Chicago is one of the world’s great cultural capitals, attracting 54 million visitors last year. We are the birthplace of storefront theater, modern architecture, footwork, improv, poetry slams, gospel music, the urban blues and more. Chicago’s creative talent is supporting our burgeoning film and design industries. Our great urban parks, which are increasingly filled with festivals, performances and public art, make Chicago a great place to live and work. Our colleges and universities are attracting thousands of creative students—and young people in Chicago from early childhood through high school are increasingly engaged in creative pursuits.

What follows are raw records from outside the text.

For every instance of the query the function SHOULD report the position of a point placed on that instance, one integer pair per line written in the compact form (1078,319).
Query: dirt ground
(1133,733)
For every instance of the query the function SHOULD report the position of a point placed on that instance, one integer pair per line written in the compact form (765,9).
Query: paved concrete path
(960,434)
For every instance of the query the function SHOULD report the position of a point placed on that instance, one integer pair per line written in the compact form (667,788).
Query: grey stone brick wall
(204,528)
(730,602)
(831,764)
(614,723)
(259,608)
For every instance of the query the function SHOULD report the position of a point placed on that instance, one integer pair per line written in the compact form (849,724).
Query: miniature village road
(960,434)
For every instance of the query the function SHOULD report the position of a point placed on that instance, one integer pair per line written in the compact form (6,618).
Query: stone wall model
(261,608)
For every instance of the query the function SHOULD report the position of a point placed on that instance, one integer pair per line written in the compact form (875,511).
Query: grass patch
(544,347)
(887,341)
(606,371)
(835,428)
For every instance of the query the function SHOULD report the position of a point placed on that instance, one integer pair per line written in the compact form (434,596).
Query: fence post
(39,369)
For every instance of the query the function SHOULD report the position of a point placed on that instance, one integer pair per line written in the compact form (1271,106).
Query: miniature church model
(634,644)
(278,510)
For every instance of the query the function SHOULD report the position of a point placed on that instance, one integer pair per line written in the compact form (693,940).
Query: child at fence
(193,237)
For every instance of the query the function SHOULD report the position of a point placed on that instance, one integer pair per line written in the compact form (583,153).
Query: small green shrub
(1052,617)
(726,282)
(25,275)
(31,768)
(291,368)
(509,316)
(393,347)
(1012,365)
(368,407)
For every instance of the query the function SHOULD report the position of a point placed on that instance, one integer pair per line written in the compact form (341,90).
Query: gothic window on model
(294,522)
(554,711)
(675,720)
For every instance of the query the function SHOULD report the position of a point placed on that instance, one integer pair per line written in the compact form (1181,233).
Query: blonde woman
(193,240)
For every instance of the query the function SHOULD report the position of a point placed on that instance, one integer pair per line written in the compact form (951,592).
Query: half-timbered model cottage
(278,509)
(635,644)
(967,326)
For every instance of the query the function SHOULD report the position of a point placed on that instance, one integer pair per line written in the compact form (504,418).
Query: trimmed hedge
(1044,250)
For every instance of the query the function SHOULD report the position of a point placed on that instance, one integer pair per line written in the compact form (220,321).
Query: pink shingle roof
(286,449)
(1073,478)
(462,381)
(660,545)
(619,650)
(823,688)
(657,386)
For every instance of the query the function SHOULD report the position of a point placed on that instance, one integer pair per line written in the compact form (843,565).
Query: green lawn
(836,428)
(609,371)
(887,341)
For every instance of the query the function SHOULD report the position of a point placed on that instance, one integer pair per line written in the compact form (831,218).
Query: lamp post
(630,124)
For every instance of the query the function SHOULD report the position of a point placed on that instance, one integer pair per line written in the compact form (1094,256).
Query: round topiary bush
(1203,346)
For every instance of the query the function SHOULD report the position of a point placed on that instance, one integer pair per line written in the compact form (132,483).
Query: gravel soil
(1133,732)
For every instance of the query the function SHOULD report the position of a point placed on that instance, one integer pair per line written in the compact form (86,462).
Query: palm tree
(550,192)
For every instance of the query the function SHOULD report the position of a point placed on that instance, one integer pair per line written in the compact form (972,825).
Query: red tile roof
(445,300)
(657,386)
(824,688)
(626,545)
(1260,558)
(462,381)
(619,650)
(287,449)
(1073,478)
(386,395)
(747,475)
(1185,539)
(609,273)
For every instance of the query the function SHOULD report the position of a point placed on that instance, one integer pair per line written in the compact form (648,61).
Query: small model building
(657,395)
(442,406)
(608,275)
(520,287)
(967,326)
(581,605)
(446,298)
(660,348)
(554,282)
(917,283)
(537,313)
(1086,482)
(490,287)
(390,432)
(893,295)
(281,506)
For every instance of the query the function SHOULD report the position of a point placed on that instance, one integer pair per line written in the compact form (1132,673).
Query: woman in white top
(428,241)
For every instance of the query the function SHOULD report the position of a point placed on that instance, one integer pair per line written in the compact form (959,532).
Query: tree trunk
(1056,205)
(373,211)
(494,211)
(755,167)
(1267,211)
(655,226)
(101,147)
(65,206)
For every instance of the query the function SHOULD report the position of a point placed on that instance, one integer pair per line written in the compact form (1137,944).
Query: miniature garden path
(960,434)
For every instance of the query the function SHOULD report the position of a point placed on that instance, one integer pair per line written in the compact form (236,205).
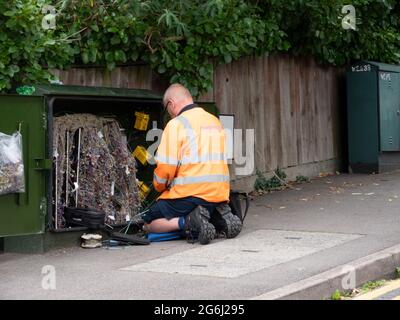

But the Chicago area’s ranking as #15 doesn’t reflect the total picture of government arts funding in Chicago.
The Chicago Park District annual budget, for example, supports some of the city’s finest cultural institutions such as Lincoln Park Zoo, Museums in the Parks (including 10 museums and an Aquarium), the Grant Park Music Festival, After School Matters and the Garfield Park Conservatory Alliance, with an investment of $42 million in 2017. Additionally, the Park District budget funds 15 neighborhood cultural centers, public art and thousands of cultural events.
Strengthening our communities through the arts is a top priority for Mayor Rahm Emanuel. The mayor’s Night Out in the Parks program is bringing performance and art to public spaces in every ward of our city. In 2016, Night Out in the Parks presented 2,109 events—including movies, theater, music, family festivals and dance. And the mayor’s Year of Public Art initiative in 2017 has engendered a new 50x50 Neighborhood Arts Project with new public artworks for all 50 wards, the creation of a Public Art Youth Corps, a new Public Art Festival, exhibitions, performances, tours and more—representing a $1.5 million investment in artist-led community projects.
Meanwhile, many of our renowned cultural organizations, including the Art Institute of Chicago, Lyric Opera of Chicago, Chicago Shakespeare Theater and Steppenwolf Theatre are moving beyond their four walls and engaging new audiences. And an array of cultural organizations are engaging young people in Chicago, including After School Matters, Urban Gateways, Louder Than a Bomb, Marwen and SkyArt.
We believe that citizens benefit from free and open access to the arts. And we are committed to enriching Chicago’s artistic vitality and cultural vibrancy.